La situazione è descritta nel saggio “Fixing broken windows” di Kelling e Coles “Rapinatori e ladri, sia occasionali sia di professione, sanno che le possibilità di essere catturati, o persino identificati, si riducono moltissimo se attuano i loro propositi criminali nelle strade percorse dalle vittime potenziali già intimidite dalle condizioni dominanti. Se il vicinato non è in grado di impedire ad un accattone fastidioso di importunare la gente, il ladro può desumere che sia ancora meno probabile che si chiami la polizia per identificare un potenziale rapinatore o per accorrere se la rapina è in atto”.

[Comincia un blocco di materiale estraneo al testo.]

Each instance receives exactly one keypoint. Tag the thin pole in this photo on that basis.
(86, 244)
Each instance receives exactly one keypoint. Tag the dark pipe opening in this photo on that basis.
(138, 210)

Sono frasi da sottolineare e spedire alle anime belle che giustificano comportamenti sociali ritenuti non pericolosi perché riguardano piccole trasgressioni, lanciano alte grida di attentato alla libertà quando le forze dell’ordine fermano e controllano chi gira in atteggiamento sospetto per poi strapparsi le vesti in grisaglia, per nascondere la coda di paglia, quando trovano l’auto zigzagata con un chiodo e da questo momento in poi invocano la pena di morte.